いくつかの実施形態では、本明細書に記載のインプラントは、損傷後の運動行動の少なくとも部分的な機能的改善をもたらし得る。げっ歯類における損傷後の運動行動は、Basso、BeattieおよびBresnahan(BBB)運動尺度によって測定される。目盛り(0〜21)は、連続的な回復段階を表し、関節の動き、後肢の動き、足踏み、前肢と後肢の協調、体幹の位置と安定性、足の位置、および尾の位置の組み合わせを分類する。

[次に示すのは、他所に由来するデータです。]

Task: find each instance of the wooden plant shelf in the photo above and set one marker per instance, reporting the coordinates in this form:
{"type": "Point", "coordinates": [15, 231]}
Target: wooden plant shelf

いくつかの実施形態では、移植後、移植チャネルは幹細胞で均一に満たされ得る。いくつかの実施形態では、移植後、チャネルは神経幹細胞で均一に満たされ得る。いくつかの実施形態では、幹細胞はインプラントと被移植体の間の界面を占め得る。いくつかの実施形態では、チャネル中の幹細胞由来細胞は、限定はしないが、HuまたはNeuNなどのニューロンマーカーを発現し得る。他の実施形態では、チャネル中の幹細胞由来細胞は、限定はされないが、Olig2のようなオリゴデンドロサイトマーカー、または限定されないが、GFAPのような星状細胞マーカーを発現し得る。いくつかの実施形態では、細胞は上記のうちの2つ以上を発現し得る。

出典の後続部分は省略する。